Children with asthma are often prescribed inhalers to help relieve their difficulty with breathing. But these devices don’t work equally well for all kids, especially African-American and Puerto Rican children, because of genetic differences, suggest new findings published in the American Journal of Respiratory and Critical Care Medicine, according to the University of California San Francisco (UCSF).

For the study, researchers in the UCSF Asthma Collaboratory assessed 1,441 children with asthma from these population groups with very high or very low responses to the drug albuterol, the drug most commonly prescribed worldwide to treat this respiratory illness. (The study is the first large-scale whole-genome-sequencing to investigate the genetic factors that contribute to albuterol’s ineffectiveness among minority kids compared with children of European descent.)

Among these youngsters, scientists found new genetic variants linked with a reduced reaction to albuterol that implicated genes involved in lung capacity, immune response and sensitivity to blockers and related medications. (Researchers noted a definite relationship with a variant in the NFKB1 gene, which is more prevalent in folks with African ancestry.)

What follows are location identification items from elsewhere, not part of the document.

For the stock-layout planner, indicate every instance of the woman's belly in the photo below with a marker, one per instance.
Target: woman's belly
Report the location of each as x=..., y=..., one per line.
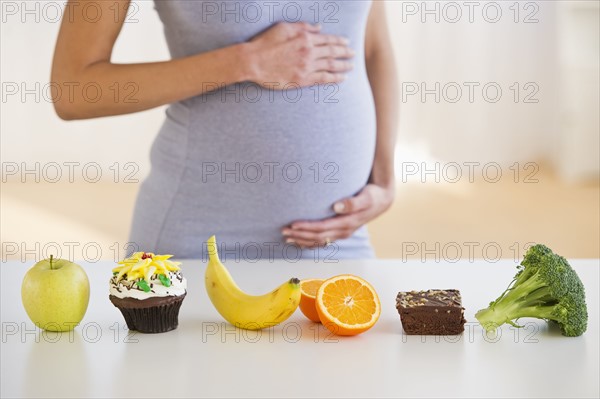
x=226, y=164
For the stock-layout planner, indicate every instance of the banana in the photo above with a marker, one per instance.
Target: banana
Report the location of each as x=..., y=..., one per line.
x=240, y=309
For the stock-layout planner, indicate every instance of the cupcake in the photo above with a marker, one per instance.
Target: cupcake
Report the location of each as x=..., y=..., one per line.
x=148, y=289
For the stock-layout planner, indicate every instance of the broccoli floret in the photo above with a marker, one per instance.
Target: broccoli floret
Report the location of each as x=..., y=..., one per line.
x=545, y=287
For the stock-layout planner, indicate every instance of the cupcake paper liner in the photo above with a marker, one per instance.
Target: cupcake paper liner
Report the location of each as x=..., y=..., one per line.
x=161, y=316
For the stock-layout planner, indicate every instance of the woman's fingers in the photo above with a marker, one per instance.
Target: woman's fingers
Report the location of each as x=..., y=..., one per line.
x=308, y=239
x=333, y=223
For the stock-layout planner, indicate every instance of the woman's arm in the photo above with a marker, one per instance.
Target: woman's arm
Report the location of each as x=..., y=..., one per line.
x=377, y=196
x=91, y=86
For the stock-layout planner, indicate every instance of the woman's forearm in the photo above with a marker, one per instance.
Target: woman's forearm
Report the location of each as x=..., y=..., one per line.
x=383, y=78
x=103, y=88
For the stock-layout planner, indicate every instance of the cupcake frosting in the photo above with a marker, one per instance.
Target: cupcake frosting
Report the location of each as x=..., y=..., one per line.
x=147, y=275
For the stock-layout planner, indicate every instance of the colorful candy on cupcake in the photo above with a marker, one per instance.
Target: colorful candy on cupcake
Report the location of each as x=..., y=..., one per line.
x=148, y=289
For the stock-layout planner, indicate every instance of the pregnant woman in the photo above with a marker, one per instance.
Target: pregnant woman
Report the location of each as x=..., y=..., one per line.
x=280, y=131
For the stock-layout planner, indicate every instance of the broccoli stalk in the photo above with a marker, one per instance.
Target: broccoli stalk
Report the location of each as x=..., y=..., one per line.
x=546, y=287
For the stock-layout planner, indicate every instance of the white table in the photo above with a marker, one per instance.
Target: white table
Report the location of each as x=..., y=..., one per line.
x=207, y=357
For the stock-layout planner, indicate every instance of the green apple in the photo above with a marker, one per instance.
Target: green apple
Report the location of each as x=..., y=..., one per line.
x=55, y=294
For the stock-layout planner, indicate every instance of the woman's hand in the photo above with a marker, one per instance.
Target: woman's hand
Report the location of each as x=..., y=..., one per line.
x=353, y=212
x=298, y=53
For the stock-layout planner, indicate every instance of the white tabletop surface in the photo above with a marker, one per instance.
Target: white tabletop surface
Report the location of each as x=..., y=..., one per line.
x=207, y=357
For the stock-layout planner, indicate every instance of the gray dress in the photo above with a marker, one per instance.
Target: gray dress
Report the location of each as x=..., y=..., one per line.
x=243, y=161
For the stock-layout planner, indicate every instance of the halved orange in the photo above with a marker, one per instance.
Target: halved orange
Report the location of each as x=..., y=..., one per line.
x=308, y=289
x=347, y=305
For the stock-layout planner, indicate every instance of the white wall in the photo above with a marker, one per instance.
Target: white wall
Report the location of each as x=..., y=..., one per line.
x=558, y=54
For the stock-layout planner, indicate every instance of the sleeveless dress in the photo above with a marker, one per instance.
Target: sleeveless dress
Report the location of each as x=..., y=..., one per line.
x=243, y=161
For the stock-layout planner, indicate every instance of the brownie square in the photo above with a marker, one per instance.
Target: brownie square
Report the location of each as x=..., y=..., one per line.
x=431, y=312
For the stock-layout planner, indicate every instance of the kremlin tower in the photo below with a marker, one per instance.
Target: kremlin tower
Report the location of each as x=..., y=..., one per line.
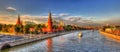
x=18, y=21
x=49, y=27
x=49, y=23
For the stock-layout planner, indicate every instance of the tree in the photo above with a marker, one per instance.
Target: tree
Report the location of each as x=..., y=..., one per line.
x=18, y=28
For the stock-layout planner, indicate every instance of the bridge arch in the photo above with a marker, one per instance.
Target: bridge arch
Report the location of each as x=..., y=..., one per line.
x=5, y=46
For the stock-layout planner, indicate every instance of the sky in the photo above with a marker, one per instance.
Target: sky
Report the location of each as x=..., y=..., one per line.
x=83, y=12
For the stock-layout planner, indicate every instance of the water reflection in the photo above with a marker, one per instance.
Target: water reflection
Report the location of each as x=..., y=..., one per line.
x=90, y=42
x=49, y=45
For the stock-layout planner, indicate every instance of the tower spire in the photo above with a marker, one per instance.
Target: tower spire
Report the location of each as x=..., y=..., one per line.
x=18, y=20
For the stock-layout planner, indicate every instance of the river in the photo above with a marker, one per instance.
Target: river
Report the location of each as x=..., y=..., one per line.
x=91, y=41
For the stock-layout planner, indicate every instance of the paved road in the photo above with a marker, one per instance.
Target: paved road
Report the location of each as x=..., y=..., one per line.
x=91, y=41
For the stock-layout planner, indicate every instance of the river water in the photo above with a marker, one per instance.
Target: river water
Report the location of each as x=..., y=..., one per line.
x=91, y=41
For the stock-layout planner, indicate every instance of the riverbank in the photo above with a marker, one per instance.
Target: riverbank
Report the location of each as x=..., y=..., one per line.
x=110, y=35
x=24, y=41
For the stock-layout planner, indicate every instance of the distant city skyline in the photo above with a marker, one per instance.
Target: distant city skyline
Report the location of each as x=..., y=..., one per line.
x=84, y=12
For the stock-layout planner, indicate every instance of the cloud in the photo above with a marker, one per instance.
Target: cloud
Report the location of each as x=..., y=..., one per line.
x=11, y=8
x=63, y=14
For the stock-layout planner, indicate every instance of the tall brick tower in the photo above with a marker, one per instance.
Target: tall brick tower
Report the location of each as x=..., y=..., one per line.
x=18, y=21
x=49, y=27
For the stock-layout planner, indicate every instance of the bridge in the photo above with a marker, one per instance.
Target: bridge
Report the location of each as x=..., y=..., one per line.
x=9, y=44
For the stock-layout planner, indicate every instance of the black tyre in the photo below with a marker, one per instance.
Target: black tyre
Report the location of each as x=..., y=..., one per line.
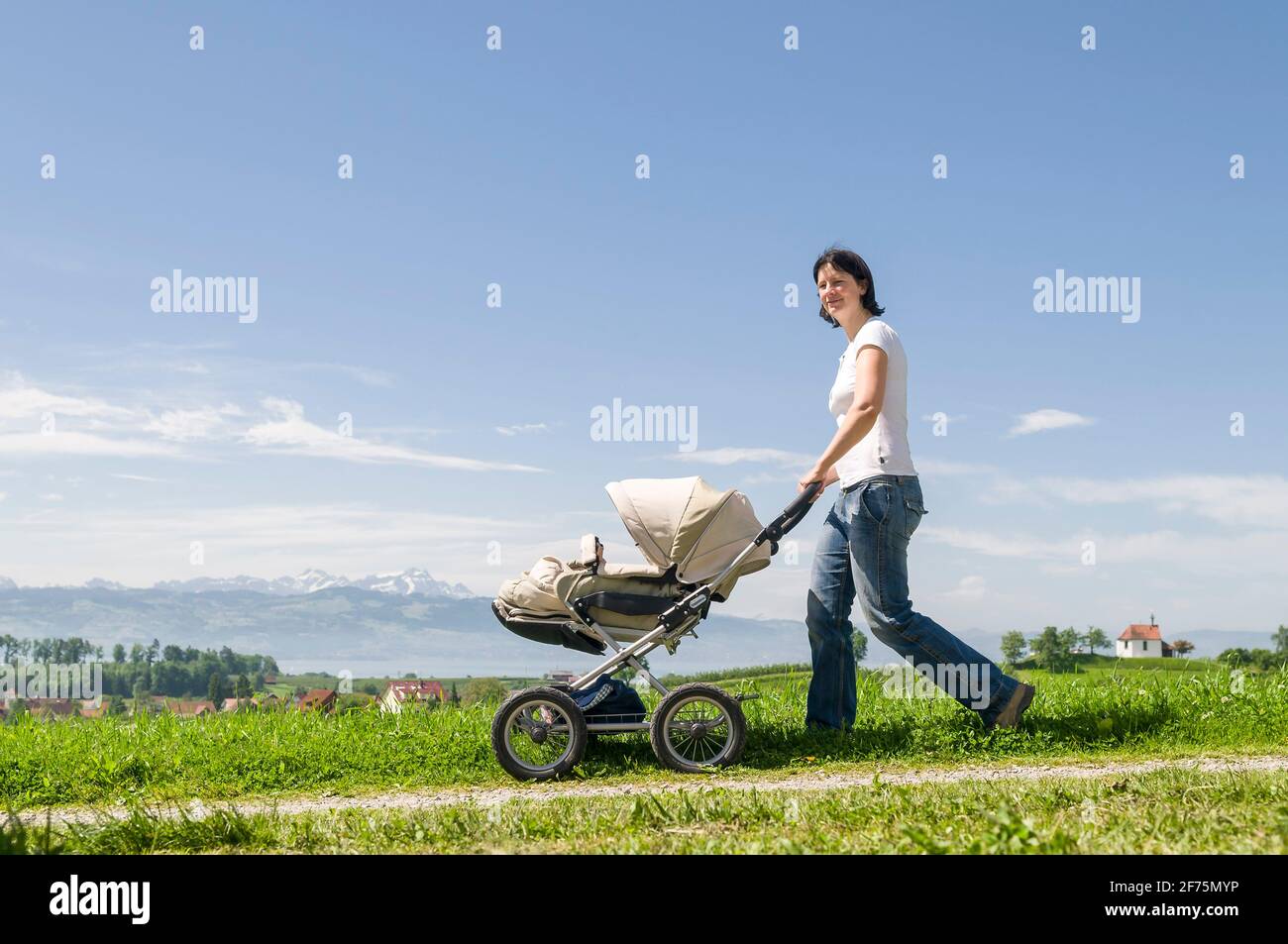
x=698, y=728
x=539, y=734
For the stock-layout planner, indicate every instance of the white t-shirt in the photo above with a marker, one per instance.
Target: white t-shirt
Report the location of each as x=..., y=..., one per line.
x=884, y=451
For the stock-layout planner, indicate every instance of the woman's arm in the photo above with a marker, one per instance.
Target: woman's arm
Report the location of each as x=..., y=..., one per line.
x=870, y=368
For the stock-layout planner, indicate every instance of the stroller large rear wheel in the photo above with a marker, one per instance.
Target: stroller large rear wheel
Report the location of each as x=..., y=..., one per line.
x=539, y=733
x=697, y=728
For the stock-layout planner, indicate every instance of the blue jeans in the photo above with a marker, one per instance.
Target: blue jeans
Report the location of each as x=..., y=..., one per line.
x=863, y=552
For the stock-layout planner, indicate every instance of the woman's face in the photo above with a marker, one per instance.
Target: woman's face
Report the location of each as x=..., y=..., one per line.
x=838, y=292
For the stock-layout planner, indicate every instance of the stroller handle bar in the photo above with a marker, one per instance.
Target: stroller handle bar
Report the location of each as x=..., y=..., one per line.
x=791, y=515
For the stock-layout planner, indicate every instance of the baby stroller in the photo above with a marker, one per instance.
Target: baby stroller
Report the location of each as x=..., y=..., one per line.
x=697, y=543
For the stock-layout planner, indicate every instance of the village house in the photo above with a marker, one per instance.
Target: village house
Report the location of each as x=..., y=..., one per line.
x=399, y=690
x=317, y=699
x=189, y=708
x=1140, y=640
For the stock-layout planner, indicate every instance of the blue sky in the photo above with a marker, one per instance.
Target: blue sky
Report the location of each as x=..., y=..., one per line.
x=518, y=167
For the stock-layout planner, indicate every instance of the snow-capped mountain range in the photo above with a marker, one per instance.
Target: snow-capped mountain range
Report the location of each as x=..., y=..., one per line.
x=410, y=582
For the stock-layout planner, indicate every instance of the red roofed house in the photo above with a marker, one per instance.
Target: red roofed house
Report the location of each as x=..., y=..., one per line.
x=317, y=699
x=416, y=689
x=1142, y=640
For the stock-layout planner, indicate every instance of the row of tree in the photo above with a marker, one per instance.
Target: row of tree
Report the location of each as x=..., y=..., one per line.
x=154, y=669
x=1054, y=648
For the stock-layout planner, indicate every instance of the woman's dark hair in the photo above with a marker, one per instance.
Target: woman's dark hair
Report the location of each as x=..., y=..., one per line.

“This study is an important step toward developing precision medicine for at-risk and understudied minority populations,” said Esteban Burchard, MD, MPH, a physician-scientist in the Schools of Pharmacy and Medicine at UCSF and the study’s lead investigator. “But the current lack of genomic data from these populations highlights the urgent need for a dedicated national effort to prioritize diversity research.”

These findings could help doctors predict children’s responses to anti-asthma drugs and serve as a guide to developing new, more effective therapies that could help reduce the disproportionate asthma mortality rates among minority populations.